For some reason, this sounds extremely ridiculous to me...
Every time I read something on scalability it's CPU, Memory, Caching, etc, etc, and here I'm getting the bottleneck on the network card itself.
We serve all our content gzipped, and our home page is kind of heavy, but not THAT much. I would've never expected the network card to be the bottleneck.
Is this normal?
Is everyone having public facing websites using a 1Gbps network card?
I thought 100 Mbps would be the standard.
Am I looking at something wrong? Am I interpreting the graph in the Networking tab incorrectly?
NOTE: I can think of a number of ways to fix this, starting with getting a 1 Gbps card, and moving static files to their own server(s). My question is mostly around whether everyone is simply using 1 Gbps connections, which would surprise me enormously.
Bandwidth as the first bottleneck is not something I'm too surprised about. CPU, RAM, HD and all the other components have all come on in leaps and bounds over the years, whereas 100 Mbps has been there for over a decade now. So you're in a situation where you've got a good box that's more than capable of handling a typical load, but it's connected using decade+ old technology.
Even so, are you quite certain that your 100 simultaneous user simulation is an accurate reflection of what real world traffic would be like? With 100 absolutely simultaneous hits, it only requires to serve 1 megabit each, or 128K each, for you to hit peak traffic. That's a very low ceiling, and my feeling is that - unless you're certain you're going to be getting that kind of usage - you might need to revise your load testing.
It sounds exactly like you are saturating your available bandwidth. You either need to cut down on your bandwidth or switch to a 1Gbps card, which is what I'd normally expect to find in a publicly facing web server (certainly has been the case with every server class machine I've touched in the last 10 years - where did you find a server with a cheapo 100mbps card anyway? Is it really a repurposed desktop?).

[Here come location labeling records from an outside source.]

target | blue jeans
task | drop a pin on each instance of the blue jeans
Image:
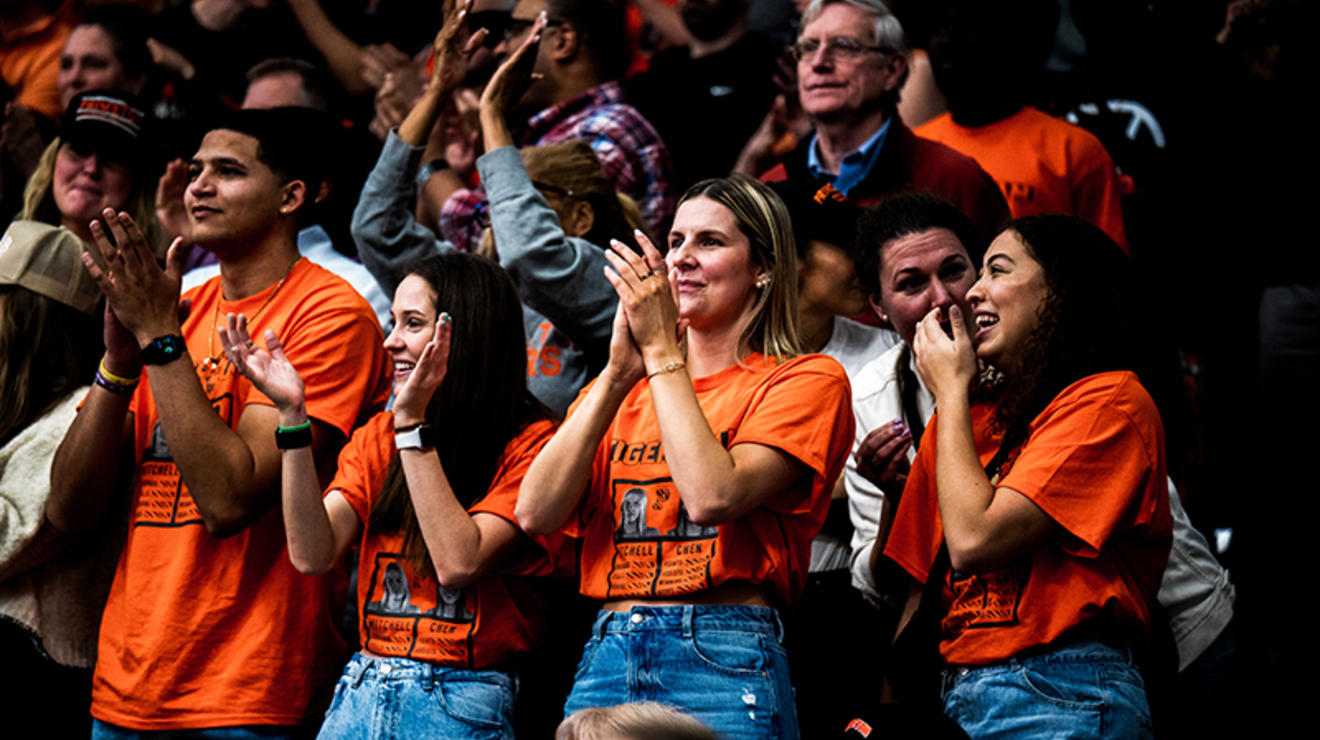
(106, 731)
(386, 698)
(724, 665)
(1085, 689)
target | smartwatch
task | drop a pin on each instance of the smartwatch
(164, 350)
(429, 169)
(416, 437)
(293, 437)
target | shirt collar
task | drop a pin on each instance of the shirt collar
(856, 165)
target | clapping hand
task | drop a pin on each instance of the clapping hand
(268, 370)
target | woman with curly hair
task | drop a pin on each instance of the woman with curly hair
(1042, 521)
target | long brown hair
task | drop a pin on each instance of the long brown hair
(483, 401)
(46, 350)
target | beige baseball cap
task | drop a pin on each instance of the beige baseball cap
(48, 260)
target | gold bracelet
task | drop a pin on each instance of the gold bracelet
(672, 367)
(118, 379)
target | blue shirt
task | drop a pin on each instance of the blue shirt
(854, 168)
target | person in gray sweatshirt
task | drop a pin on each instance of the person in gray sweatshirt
(547, 223)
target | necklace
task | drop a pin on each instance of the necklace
(213, 360)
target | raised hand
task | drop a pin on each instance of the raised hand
(514, 74)
(647, 298)
(882, 457)
(947, 364)
(452, 50)
(411, 399)
(143, 296)
(268, 370)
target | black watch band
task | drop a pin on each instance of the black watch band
(164, 350)
(293, 437)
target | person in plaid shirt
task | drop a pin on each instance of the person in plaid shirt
(581, 56)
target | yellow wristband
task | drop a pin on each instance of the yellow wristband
(118, 379)
(671, 367)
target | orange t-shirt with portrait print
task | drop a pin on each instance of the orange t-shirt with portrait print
(638, 541)
(403, 614)
(205, 632)
(1094, 464)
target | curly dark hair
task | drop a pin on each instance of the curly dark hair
(1093, 319)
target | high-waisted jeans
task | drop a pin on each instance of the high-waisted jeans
(724, 665)
(386, 698)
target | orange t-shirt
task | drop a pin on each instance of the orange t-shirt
(203, 632)
(1043, 165)
(407, 615)
(29, 63)
(1094, 464)
(636, 537)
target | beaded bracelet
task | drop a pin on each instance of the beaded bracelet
(672, 367)
(119, 388)
(118, 379)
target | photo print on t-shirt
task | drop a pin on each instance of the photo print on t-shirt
(988, 599)
(163, 499)
(658, 546)
(416, 617)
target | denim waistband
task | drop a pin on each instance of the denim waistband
(372, 668)
(691, 617)
(1073, 652)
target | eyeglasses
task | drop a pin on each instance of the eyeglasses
(516, 27)
(836, 48)
(552, 189)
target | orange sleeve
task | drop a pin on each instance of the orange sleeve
(341, 356)
(808, 416)
(363, 463)
(1089, 459)
(502, 497)
(916, 533)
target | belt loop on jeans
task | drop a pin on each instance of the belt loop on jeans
(358, 668)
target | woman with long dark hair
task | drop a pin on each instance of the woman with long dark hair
(1044, 516)
(697, 467)
(428, 491)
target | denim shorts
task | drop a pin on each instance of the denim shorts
(724, 665)
(1084, 689)
(387, 698)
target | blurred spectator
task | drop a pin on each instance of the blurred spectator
(852, 60)
(540, 226)
(106, 50)
(722, 78)
(95, 165)
(32, 33)
(52, 587)
(985, 61)
(581, 56)
(642, 720)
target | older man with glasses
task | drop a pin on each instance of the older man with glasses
(852, 61)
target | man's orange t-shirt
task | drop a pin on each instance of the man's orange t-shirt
(1094, 464)
(203, 632)
(405, 615)
(29, 62)
(1043, 165)
(636, 538)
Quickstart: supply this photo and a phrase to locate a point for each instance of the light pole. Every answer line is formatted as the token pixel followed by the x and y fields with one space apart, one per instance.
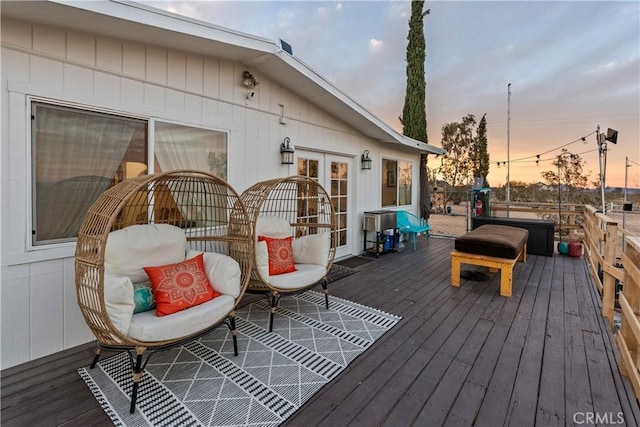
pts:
pixel 508 143
pixel 624 205
pixel 612 137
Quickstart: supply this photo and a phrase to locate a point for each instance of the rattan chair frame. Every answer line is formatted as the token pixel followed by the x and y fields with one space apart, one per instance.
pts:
pixel 306 205
pixel 214 219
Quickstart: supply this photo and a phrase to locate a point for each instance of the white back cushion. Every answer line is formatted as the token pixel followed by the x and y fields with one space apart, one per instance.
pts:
pixel 312 249
pixel 145 245
pixel 272 226
pixel 118 298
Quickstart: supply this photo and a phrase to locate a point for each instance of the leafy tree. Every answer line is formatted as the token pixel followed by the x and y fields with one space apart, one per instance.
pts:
pixel 480 155
pixel 414 116
pixel 570 177
pixel 458 140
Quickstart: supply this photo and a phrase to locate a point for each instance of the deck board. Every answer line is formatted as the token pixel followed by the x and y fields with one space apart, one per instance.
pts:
pixel 459 356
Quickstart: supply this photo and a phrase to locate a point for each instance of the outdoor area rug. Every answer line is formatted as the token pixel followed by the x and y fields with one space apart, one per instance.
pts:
pixel 203 384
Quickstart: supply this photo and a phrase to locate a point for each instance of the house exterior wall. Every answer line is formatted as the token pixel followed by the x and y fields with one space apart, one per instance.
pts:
pixel 38 310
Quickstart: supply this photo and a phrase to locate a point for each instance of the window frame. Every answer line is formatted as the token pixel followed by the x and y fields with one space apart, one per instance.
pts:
pixel 68 244
pixel 386 184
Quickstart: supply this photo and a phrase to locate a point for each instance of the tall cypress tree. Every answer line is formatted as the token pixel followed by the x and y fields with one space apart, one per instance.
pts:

Some things to check or consider:
For years the simpler, less capable web servers have been touting their speed, and for years Apache aficionados have been noting that Apache is fast enough to easily saturate the network interface. Sounds like you have an efficient site. Are you really pumping 100 megabits, or is the network stack just taking up a lot of CPU?
I'd recommend to check the network side of your environment:
If there are no problems, upgrade to gigabit (which should be the standard for servers anyways).